Steve Lopez’s left arm felt like a piece of saltwater taffy. Sitting backstage at the American Airlines Center in Dallas, the UFC’s newest lightweight silently suffered while doctors worked to find the best angle for repairing his dislocated shoulder. The first try didn’t take, so they gave it another shot, stretching and pulling the limb in every direction. A few more twists and it finally clicked back into place.
But then, pop! It freed itself from the socket all over again.
“They had to do it a few times before it finally stuck,” says Lopez, who can still recount the incident as if it happened yesterday.
Anyone who witnessed the accident – the result of a seemingly standard left jab – might not have realized the extent of the damage. Lopez immediately conceded in the opening of the second round, but it couldn’t have been that bad. He’d been down this path before; the shoulder was a recurring problem. He even eschewed immediate medical attention to watch opponent Jim Miller have his hand raised in victory.
In truth, the pain was agonizing. “It took everything I had to suck it up and tell myself to deal with things later in the back room,” he says. “I had to keep my game face on – what am I going to do, cry in front of the cameras?”
Tough as nails, he survived the physical pain. More distressing was the mental anguish of dropping his first big fight. An Indiana native who quickly built a 12-1 record in local shows, the 26-year-old had higher hopes for his Octagon debut. He would have even settled for a loss if it had come in any other form.
“Taking the fight on short notice, all I wanted to do was put on a great show,” says Lopez. “I look at it as the Chris Lytle approach – if I could treat it like a brawl and walk away with a Fight of the Night bonus, a win doesn’t necessarily matter. But when a fight ends because of a fluke, it’s another kind of disappointment. I don’t even know what I can take away from it because it’s not like someone grabbed my arm and caused the damage – it happened because I threw a punch. It was my own unintentional undoing.”
Before you assume that his shoulder is now the Achilles’ heel in his game, Lopez warns that surgery and a one-year hiatus have pretty much rendered it a non-issue.
“If I learned one thing about training, it’s to take your injuries seriously,” says Lopez. “The reason things went the way they did in my last fight is probably because I didn’t do the proper rehab on it the first time around. This time I worked with some of the best surgeons and now everything is great.”
With that, Lopez is looking redeem himself on September 25 when he faces Waylon Lowe at UFC 119.
Lowe (also 0-1 in the UFC) will also look to bounce back from a loss – his to The Ultimate Fighter 2 veteran Melvin Guillard at UFC 114. Despite being knocked out with a knee in the first round, the Philly-based fighter still brings eight previous wins in his overall career. The most recent was a first-round KO only five months old.
Lopez isn’t impressed. “He’s a really tough wrestler but I think he’s a little one-dimensional,” he says. “One of the big reasons this is a good match is because we’re both just starting out and coming off of a loss. Otherwise I think I know what type of fighter he is. And even if I’m wrong, I’m ready for anything.”

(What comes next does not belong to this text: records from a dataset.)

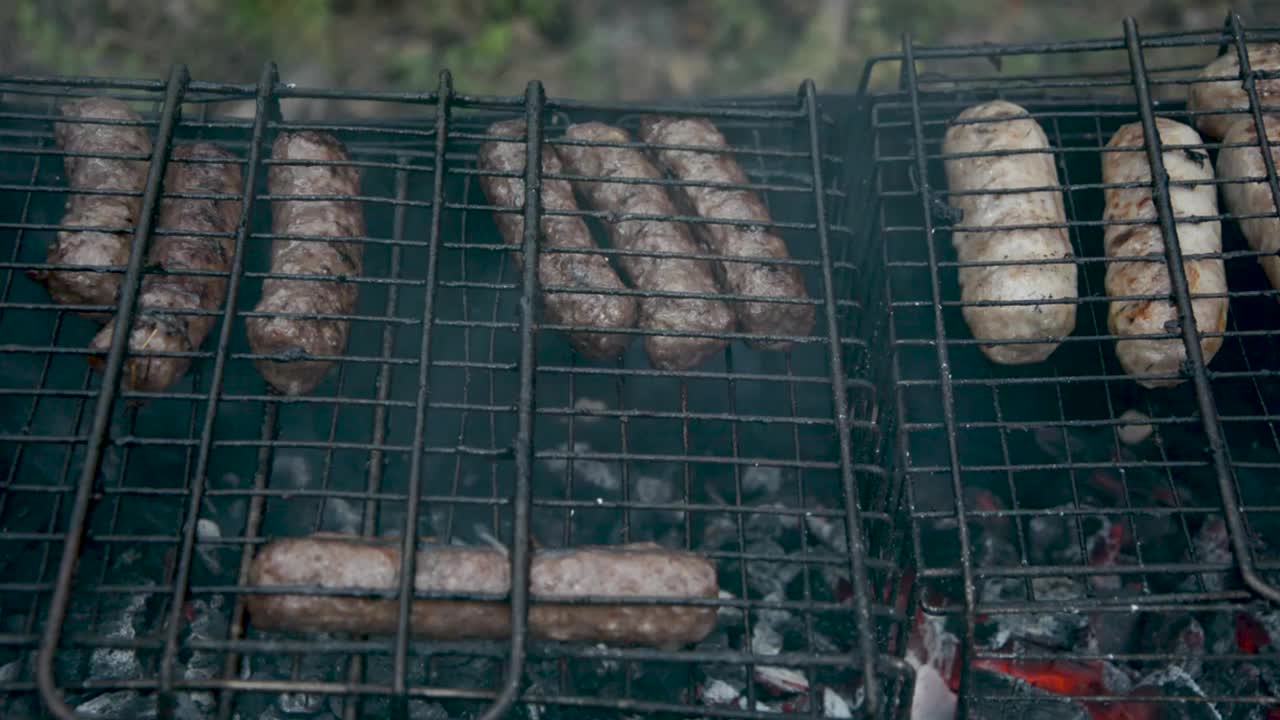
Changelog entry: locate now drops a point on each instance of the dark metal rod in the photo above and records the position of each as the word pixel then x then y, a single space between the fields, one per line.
pixel 408 542
pixel 374 484
pixel 252 522
pixel 101 423
pixel 1210 420
pixel 949 411
pixel 867 645
pixel 1235 524
pixel 524 450
pixel 263 109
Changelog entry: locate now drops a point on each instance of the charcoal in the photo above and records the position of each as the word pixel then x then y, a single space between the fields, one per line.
pixel 119 705
pixel 997 696
pixel 1173 683
pixel 769 578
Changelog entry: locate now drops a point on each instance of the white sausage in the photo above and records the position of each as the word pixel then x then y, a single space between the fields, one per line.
pixel 1229 94
pixel 1253 197
pixel 1162 356
pixel 1057 281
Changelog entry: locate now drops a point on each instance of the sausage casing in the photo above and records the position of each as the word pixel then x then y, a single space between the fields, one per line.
pixel 988 165
pixel 622 572
pixel 735 241
pixel 1253 197
pixel 1229 95
pixel 161 324
pixel 565 269
pixel 1129 205
pixel 650 273
pixel 97 247
pixel 311 340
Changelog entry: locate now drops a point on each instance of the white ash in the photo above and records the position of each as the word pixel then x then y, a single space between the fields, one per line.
pixel 766 639
pixel 781 679
pixel 766 479
pixel 931 698
pixel 119 705
pixel 598 473
pixel 1115 679
pixel 771 522
pixel 769 577
pixel 727 615
pixel 835 706
pixel 342 516
pixel 300 703
pixel 718 692
pixel 1137 427
pixel 117 662
pixel 293 469
pixel 209 532
pixel 828 532
pixel 585 408
pixel 209 623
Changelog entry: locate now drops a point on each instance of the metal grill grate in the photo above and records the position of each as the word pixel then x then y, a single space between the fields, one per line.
pixel 1057 546
pixel 129 519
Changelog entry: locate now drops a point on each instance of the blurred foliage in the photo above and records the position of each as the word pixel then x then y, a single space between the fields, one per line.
pixel 580 48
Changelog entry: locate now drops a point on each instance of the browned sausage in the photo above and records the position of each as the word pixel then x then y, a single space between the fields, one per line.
pixel 97 247
pixel 305 346
pixel 567 269
pixel 161 323
pixel 621 573
pixel 1206 278
pixel 732 241
pixel 650 273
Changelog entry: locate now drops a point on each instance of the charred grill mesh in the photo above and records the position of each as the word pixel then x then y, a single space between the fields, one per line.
pixel 128 519
pixel 1138 578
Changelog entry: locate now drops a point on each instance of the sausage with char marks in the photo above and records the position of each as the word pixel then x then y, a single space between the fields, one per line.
pixel 672 315
pixel 115 213
pixel 1185 163
pixel 566 269
pixel 1228 94
pixel 163 322
pixel 617 573
pixel 734 241
pixel 999 146
pixel 304 346
pixel 1253 197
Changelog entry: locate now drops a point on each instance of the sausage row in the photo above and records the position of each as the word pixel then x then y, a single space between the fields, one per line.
pixel 1002 181
pixel 679 309
pixel 297 327
pixel 636 591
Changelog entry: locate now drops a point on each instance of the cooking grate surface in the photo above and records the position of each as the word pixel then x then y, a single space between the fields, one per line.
pixel 1059 556
pixel 127 520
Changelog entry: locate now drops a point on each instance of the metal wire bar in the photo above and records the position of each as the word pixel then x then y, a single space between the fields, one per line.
pixel 97 438
pixel 909 76
pixel 1187 320
pixel 408 546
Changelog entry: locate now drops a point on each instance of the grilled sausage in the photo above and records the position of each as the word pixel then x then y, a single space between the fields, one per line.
pixel 97 247
pixel 732 241
pixel 304 346
pixel 1010 128
pixel 163 323
pixel 1229 95
pixel 650 273
pixel 1157 315
pixel 1253 197
pixel 566 269
pixel 621 573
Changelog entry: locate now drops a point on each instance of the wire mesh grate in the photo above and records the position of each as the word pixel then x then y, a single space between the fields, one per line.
pixel 1077 538
pixel 131 518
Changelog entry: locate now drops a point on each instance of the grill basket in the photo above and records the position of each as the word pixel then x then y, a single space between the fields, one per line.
pixel 129 519
pixel 1083 547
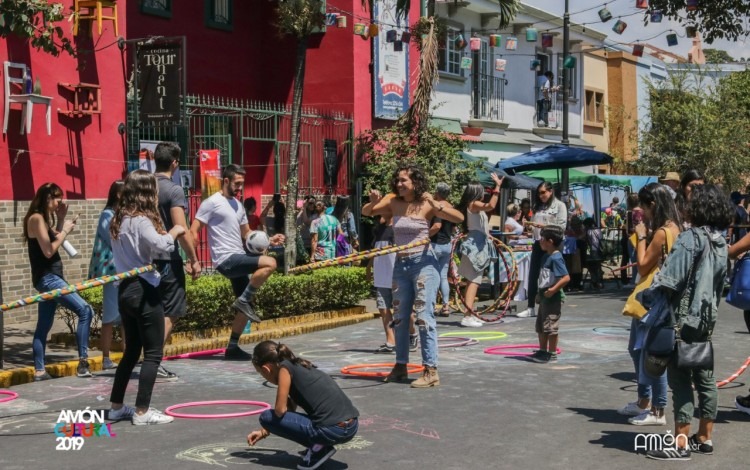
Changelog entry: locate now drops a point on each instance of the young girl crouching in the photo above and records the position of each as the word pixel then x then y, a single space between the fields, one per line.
pixel 329 419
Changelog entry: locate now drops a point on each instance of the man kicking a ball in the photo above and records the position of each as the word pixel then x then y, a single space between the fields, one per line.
pixel 226 220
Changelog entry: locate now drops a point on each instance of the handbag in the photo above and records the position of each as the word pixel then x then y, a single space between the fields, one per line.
pixel 739 292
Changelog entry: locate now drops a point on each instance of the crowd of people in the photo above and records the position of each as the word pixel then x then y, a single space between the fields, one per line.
pixel 676 238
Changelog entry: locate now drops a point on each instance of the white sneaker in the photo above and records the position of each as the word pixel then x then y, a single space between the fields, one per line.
pixel 126 412
pixel 632 409
pixel 152 416
pixel 529 312
pixel 648 419
pixel 470 321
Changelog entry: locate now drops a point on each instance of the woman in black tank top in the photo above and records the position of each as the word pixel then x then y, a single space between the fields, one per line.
pixel 45 211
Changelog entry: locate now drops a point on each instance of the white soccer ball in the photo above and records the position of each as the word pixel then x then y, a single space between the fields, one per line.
pixel 257 242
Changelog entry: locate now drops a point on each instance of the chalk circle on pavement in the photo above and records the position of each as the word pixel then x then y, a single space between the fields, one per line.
pixel 357 369
pixel 510 350
pixel 263 407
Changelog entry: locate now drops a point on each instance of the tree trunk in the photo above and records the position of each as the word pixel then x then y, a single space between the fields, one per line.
pixel 292 185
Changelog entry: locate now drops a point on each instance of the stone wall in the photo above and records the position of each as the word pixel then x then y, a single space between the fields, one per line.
pixel 15 271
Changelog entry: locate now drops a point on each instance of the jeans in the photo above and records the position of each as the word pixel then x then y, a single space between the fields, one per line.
pixel 443 256
pixel 142 316
pixel 299 428
pixel 656 390
pixel 415 283
pixel 47 309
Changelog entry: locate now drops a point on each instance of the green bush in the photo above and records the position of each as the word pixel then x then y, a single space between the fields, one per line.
pixel 210 298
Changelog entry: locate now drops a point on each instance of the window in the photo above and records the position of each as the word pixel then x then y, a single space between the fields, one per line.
pixel 157 7
pixel 449 58
pixel 594 110
pixel 219 14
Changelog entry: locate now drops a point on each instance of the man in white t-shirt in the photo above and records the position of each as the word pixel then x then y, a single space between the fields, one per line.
pixel 227 227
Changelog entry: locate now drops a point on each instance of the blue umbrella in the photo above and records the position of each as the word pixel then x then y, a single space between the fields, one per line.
pixel 554 156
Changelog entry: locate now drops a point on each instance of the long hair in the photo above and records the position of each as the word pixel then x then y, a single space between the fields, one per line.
pixel 115 191
pixel 538 204
pixel 39 204
pixel 658 197
pixel 415 174
pixel 271 352
pixel 341 209
pixel 139 197
pixel 473 191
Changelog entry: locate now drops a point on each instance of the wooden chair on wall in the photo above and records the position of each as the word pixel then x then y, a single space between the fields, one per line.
pixel 94 11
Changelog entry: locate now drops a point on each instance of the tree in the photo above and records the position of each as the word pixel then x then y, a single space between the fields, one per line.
pixel 717 56
pixel 299 19
pixel 714 19
pixel 33 20
pixel 694 127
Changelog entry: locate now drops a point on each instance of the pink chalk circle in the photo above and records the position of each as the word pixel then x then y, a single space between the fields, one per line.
pixel 10 396
pixel 508 349
pixel 209 352
pixel 263 407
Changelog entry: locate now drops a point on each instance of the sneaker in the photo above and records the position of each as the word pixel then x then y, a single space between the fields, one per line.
pixel 163 375
pixel 317 458
pixel 385 348
pixel 83 369
pixel 107 364
pixel 648 418
pixel 126 412
pixel 413 342
pixel 529 312
pixel 632 409
pixel 669 454
pixel 470 321
pixel 237 354
pixel 243 306
pixel 429 379
pixel 541 358
pixel 152 416
pixel 705 447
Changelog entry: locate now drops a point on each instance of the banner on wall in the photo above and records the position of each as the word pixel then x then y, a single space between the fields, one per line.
pixel 210 172
pixel 391 63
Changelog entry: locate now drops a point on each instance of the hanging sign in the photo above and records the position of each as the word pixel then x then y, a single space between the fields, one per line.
pixel 391 64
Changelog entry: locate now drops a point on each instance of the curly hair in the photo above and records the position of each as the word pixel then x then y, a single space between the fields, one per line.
pixel 139 197
pixel 416 175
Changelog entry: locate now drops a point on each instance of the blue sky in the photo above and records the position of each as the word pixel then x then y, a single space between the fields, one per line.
pixel 635 30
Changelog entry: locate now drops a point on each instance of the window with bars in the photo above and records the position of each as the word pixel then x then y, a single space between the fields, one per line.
pixel 449 57
pixel 219 14
pixel 157 7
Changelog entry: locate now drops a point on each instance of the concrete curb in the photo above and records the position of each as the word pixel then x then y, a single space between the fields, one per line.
pixel 283 327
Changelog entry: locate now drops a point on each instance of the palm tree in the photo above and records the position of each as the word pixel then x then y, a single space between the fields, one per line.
pixel 299 19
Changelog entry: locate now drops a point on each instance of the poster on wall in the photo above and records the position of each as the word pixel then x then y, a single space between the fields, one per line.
pixel 391 66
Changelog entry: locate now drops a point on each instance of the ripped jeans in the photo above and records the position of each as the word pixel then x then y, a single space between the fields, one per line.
pixel 415 284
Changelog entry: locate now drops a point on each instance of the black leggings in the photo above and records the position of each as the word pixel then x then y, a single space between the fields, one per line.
pixel 142 316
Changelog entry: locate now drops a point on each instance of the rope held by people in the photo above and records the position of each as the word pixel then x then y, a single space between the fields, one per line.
pixel 354 257
pixel 70 288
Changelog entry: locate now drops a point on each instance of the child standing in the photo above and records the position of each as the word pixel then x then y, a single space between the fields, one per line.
pixel 552 278
pixel 329 419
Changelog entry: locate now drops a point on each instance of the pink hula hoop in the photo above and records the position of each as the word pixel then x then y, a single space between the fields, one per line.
pixel 209 352
pixel 263 407
pixel 11 396
pixel 502 350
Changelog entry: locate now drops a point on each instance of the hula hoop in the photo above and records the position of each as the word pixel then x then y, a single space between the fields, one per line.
pixel 458 342
pixel 476 335
pixel 504 298
pixel 355 369
pixel 263 407
pixel 209 352
pixel 501 350
pixel 735 375
pixel 11 396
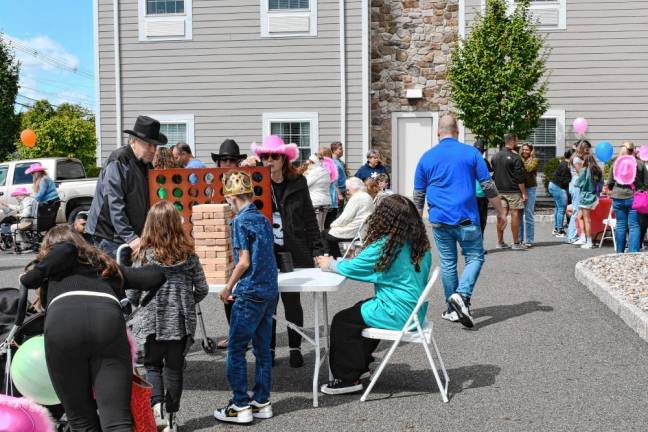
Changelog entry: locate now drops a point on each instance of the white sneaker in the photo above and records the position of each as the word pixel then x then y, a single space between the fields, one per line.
pixel 450 316
pixel 262 411
pixel 158 415
pixel 234 414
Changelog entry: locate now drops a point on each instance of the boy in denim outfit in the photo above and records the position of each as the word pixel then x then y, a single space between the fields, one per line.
pixel 255 299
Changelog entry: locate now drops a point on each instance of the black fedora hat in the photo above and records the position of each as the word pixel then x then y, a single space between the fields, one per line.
pixel 228 150
pixel 147 129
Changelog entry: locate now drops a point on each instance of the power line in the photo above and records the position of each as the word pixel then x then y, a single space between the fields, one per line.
pixel 46 58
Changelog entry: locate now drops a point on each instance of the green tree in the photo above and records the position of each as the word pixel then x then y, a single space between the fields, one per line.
pixel 9 121
pixel 68 131
pixel 498 74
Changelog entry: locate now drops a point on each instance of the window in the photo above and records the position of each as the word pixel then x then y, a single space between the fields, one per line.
pixel 548 139
pixel 160 7
pixel 19 174
pixel 177 128
pixel 164 20
pixel 288 4
pixel 549 14
pixel 4 172
pixel 301 129
pixel 288 18
pixel 69 170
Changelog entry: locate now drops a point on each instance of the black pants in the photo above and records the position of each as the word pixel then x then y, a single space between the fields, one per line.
pixel 165 358
pixel 643 223
pixel 294 314
pixel 85 347
pixel 333 244
pixel 350 354
pixel 482 206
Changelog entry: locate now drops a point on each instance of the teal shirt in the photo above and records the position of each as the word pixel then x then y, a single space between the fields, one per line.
pixel 396 290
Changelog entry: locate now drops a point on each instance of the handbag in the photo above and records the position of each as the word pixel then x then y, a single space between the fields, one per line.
pixel 640 201
pixel 141 391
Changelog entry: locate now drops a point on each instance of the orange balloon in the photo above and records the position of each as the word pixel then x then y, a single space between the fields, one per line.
pixel 28 138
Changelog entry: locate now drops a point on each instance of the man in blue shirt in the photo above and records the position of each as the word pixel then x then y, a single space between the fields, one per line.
pixel 255 301
pixel 447 174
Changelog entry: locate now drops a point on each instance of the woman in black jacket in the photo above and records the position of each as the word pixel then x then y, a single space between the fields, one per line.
pixel 294 226
pixel 558 187
pixel 86 346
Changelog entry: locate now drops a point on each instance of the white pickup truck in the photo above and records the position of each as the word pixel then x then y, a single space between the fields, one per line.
pixel 75 189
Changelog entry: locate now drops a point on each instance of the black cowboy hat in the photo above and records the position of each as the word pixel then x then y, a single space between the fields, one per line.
pixel 147 129
pixel 228 150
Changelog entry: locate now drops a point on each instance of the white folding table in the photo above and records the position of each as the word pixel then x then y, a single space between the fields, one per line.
pixel 319 283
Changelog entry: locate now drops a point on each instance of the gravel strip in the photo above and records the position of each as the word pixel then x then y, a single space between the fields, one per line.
pixel 627 274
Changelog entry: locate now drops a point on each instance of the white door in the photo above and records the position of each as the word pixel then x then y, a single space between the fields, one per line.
pixel 412 135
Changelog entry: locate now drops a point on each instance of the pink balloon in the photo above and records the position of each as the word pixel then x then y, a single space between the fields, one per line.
pixel 580 126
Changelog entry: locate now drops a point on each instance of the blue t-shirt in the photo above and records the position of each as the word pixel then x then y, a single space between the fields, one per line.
pixel 447 173
pixel 252 231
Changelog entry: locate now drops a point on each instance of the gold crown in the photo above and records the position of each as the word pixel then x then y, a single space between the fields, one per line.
pixel 237 183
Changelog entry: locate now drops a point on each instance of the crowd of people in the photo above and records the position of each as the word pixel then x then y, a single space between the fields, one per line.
pixel 314 212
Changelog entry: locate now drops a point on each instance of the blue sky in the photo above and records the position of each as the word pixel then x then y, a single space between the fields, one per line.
pixel 62 32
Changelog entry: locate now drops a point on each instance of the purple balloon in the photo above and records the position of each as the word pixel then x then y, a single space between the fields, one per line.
pixel 580 126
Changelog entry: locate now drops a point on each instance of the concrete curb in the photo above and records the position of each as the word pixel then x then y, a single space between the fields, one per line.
pixel 634 317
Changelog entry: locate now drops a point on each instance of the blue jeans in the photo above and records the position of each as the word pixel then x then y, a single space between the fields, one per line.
pixel 527 222
pixel 572 233
pixel 560 202
pixel 251 320
pixel 472 247
pixel 627 219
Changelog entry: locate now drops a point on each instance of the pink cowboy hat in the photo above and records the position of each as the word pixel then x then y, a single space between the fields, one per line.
pixel 625 169
pixel 20 192
pixel 274 145
pixel 643 153
pixel 35 167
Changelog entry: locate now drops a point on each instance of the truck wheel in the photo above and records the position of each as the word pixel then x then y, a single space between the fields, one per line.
pixel 75 212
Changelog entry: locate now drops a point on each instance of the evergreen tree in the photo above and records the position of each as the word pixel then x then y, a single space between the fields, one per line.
pixel 498 74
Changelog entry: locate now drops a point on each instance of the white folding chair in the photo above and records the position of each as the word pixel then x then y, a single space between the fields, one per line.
pixel 412 332
pixel 610 223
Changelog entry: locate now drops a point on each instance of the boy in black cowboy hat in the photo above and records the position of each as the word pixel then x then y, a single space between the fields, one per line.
pixel 120 203
pixel 229 155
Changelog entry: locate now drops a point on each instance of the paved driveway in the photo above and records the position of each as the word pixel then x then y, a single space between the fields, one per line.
pixel 545 355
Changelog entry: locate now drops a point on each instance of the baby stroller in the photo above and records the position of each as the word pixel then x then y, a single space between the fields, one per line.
pixel 33 233
pixel 19 322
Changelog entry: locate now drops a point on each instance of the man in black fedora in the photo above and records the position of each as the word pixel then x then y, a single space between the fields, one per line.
pixel 229 155
pixel 120 203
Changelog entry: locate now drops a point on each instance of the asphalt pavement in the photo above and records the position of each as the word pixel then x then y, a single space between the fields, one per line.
pixel 545 355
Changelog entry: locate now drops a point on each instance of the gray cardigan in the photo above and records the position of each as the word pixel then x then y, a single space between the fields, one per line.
pixel 171 314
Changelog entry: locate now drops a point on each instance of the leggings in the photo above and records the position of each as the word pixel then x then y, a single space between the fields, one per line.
pixel 85 347
pixel 350 354
pixel 294 314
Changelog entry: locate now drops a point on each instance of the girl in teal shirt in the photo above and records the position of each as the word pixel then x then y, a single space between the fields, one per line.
pixel 397 260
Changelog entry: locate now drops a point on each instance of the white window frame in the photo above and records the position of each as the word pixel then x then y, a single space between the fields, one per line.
pixel 292 117
pixel 143 19
pixel 560 4
pixel 187 119
pixel 266 13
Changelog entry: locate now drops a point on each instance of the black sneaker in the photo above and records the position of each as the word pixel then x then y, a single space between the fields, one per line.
pixel 234 414
pixel 461 305
pixel 338 386
pixel 296 359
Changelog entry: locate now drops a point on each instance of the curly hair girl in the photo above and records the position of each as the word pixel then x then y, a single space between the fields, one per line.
pixel 397 220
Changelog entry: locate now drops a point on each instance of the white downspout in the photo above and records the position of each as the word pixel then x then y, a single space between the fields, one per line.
pixel 365 79
pixel 342 77
pixel 118 111
pixel 95 17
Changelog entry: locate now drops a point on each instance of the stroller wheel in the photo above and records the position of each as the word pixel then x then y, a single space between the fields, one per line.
pixel 209 345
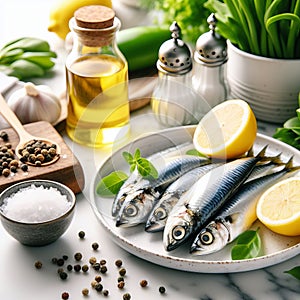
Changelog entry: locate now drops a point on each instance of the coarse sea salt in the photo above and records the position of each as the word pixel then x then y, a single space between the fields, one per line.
pixel 35 204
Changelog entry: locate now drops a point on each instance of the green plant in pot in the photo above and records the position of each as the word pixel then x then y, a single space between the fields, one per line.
pixel 264 53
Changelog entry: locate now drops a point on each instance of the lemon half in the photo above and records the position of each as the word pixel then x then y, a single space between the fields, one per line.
pixel 227 131
pixel 279 207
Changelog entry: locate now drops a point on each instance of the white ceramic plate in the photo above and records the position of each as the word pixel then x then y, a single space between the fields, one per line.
pixel 149 246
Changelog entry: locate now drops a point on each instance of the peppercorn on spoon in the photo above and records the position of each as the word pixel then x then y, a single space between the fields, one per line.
pixel 26 139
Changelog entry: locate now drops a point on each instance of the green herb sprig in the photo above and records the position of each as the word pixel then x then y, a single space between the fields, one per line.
pixel 191 15
pixel 26 58
pixel 261 27
pixel 111 184
pixel 290 132
pixel 295 272
pixel 248 245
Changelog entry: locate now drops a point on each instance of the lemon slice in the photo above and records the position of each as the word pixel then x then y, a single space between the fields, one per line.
pixel 279 207
pixel 227 131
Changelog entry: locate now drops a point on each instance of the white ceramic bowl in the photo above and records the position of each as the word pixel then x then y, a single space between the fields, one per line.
pixel 42 233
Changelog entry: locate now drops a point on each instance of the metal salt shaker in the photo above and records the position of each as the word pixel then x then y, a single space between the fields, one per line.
pixel 210 58
pixel 173 100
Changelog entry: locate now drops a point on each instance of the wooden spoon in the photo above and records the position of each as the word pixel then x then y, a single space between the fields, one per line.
pixel 24 136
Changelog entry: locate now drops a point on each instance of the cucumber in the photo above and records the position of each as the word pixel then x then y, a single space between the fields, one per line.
pixel 140 45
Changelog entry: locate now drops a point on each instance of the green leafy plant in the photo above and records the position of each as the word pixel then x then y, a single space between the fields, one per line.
pixel 26 58
pixel 261 27
pixel 248 245
pixel 294 272
pixel 191 15
pixel 111 184
pixel 290 132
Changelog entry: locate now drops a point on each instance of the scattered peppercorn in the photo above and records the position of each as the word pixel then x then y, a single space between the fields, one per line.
pixel 118 263
pixel 143 283
pixel 92 260
pixel 126 296
pixel 81 234
pixel 95 246
pixel 121 284
pixel 96 266
pixel 85 291
pixel 77 268
pixel 102 262
pixel 38 264
pixel 98 287
pixel 37 152
pixel 65 296
pixel 122 271
pixel 78 256
pixel 60 262
pixel 85 268
pixel 63 275
pixel 54 260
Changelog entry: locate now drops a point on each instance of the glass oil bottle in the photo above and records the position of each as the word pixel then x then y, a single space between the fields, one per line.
pixel 97 79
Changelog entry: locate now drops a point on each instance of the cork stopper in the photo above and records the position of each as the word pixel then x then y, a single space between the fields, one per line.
pixel 95 25
pixel 94 17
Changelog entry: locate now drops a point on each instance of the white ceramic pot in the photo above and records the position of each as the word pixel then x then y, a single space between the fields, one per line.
pixel 270 86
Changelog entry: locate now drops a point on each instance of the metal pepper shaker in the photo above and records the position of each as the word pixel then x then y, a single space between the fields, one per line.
pixel 173 100
pixel 210 57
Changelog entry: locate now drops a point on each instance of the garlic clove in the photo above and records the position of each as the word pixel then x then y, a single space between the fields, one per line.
pixel 35 103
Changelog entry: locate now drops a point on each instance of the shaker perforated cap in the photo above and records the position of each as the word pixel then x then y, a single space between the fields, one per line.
pixel 211 48
pixel 174 55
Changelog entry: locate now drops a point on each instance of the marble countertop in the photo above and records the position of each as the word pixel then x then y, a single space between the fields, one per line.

That level of confidence is largely due to his new training camp, Xtreme Couture. Lopez made the move to Las Vegas in June and says that the opportunity to train with such high-caliber lightweights (the list includes UFC stalwarts Gray Maynard and Tyson Griffin, as well as newcomer Evan Dunham) has helped his game tremendously.
He’s quick to add that he parted ways with his old gym, Midwest Martial Arts, on amicable terms. “We had tough guys at 135 and 185, but that left no one for me to work out with,” he says. “It was all about finding the toughest guys in my weight class, and Couture’s got ‘em.”
Even if his new crew has helped bring him up a level, Lopez knows that he’ll have a hard time proving this to fans. His biggest regret at UFC 103 was not making more of an effort to showcase what was in his arsenal.
“Because of what happened, I didn’t have a chance to go for takedowns or show off any formal technique,” he says. “And I’m not sure if I even wanted to because I wanted to brawl. I don’t really talk about my plan of attack in advance, but I will say that this time you can expect to see some real skill and strategy being executed.”
With the fight being hosted at the Conseco Fieldhouse in Indianapolis, Indiana, Lopez will also have the home advantage on his side. He’ll have come a long way from time he first tuned into UFC 1 in his living room in South Bend, and he says, “It will mean a lot to have my friends and family see me at a live event there.”
Healthy, happy, and fighting in front of a home crowd, the stage is set for Lopez to do things right this time. An impressive win can potentially excuse his last loss – a chance that many fighters aren’t afforded. But even if it doesn’t, he hopes that you share the same positive take that he does.
If anyone shapes his or her opinion of Lopez based on the Miller fight, he says, “the impression shouldn’t be that I lost, but that I have a high pain tolerance and am always game for any opponent.”
Kind of like his shoulder, just give him another chance to stick.